Robin Ince tunes into the idea that maybe the answer doesn't always lie in leaving our background behind

The problem with privilege is that it is often invisible to those experiencing it. When you point it out, we are often affronted. I write “we” because it is only in recent years that I have realised just what a brilliant deal I get as a white, middle-class, straight male. I need excess baggage allowance when I check in my privilege. I don’t need to feel ashamed, but I should make sure I am aware. There are many things that were accessible to me that have often not been easily accessible to everyone.

In The Trouble with Social Mobility, Byron Vincent discusses the problems of moving class and culture. He talks of the barbed-wire borders around the presumption of what society presumes you should be inclined towards because of the accident of your birth.
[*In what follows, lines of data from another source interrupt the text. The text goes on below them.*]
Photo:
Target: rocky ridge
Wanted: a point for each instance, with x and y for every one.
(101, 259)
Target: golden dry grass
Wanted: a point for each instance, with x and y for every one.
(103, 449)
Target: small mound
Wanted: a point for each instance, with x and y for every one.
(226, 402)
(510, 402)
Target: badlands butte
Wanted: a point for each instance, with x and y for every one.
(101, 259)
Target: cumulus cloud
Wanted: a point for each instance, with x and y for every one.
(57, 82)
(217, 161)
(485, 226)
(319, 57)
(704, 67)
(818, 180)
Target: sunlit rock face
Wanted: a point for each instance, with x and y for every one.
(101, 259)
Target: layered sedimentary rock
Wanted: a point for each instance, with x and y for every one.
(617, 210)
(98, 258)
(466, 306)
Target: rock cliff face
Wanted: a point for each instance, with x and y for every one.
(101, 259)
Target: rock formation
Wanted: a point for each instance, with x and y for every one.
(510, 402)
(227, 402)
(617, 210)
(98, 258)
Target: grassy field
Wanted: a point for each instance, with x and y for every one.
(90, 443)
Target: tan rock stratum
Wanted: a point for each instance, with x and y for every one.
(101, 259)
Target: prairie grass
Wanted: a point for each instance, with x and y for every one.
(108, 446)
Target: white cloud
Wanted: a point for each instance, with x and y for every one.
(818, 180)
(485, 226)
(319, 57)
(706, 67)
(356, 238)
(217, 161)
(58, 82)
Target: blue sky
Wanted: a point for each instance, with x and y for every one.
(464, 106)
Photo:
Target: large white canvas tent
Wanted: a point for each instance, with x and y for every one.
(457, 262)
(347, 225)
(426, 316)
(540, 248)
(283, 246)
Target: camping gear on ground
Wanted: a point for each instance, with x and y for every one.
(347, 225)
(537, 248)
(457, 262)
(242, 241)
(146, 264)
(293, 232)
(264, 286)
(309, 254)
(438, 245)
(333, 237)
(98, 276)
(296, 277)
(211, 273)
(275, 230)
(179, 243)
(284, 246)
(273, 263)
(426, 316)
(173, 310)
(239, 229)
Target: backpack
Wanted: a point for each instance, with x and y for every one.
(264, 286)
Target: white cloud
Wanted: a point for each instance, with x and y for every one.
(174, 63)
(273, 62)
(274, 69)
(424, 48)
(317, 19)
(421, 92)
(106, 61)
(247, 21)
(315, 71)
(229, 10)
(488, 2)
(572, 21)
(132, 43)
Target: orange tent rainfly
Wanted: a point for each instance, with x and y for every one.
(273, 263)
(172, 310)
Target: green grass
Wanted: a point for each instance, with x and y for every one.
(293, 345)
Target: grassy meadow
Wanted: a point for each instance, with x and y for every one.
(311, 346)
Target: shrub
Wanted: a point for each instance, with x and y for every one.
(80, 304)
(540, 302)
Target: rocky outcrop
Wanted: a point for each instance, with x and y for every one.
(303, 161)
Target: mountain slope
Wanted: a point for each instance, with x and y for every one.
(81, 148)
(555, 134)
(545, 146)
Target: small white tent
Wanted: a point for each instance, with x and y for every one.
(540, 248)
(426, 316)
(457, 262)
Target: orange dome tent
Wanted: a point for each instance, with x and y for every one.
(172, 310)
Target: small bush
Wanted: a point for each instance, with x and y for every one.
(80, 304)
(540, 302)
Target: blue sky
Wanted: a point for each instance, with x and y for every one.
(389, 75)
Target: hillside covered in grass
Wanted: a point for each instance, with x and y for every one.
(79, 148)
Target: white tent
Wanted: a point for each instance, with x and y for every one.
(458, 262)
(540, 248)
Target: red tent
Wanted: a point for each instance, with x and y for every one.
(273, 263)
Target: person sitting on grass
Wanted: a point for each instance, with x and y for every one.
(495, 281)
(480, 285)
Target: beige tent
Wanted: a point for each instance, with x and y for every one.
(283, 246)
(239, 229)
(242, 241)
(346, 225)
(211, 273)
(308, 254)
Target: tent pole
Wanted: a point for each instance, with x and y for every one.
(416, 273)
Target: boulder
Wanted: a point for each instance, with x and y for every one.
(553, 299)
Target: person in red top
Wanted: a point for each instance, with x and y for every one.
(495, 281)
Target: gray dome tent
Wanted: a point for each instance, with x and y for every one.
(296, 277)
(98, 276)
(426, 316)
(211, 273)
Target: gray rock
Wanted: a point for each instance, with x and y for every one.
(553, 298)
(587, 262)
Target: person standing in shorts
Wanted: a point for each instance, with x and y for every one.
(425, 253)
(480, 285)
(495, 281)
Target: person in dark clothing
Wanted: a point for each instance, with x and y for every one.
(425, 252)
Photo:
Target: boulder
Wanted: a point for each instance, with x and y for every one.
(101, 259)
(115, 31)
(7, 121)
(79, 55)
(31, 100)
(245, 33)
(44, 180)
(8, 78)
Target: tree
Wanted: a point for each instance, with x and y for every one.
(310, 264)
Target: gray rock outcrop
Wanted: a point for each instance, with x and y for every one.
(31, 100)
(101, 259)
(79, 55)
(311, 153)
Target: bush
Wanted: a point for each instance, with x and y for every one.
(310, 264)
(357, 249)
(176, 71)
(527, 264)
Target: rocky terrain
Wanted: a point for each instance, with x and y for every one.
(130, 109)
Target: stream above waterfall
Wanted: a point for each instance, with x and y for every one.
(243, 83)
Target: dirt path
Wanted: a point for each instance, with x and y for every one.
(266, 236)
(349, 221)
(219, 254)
On his way to visit his friend, performer and activist Jackie Hagan, he describes them as sitting around “mashing Frazzles into our avocado and apportioning Jungian archetypes to the contestants of Love Island”.

Our interests are often ring-fenced around our neighbourhood, one side of the tracks for a love of La bohème and the films of Éric Rohmer, another for Geordie Shore and Crank 2. The problem is, we are a multitude, or at least we have the potential to be.

Vincent questions whether you have to move socially to move culturally or broaden your culture.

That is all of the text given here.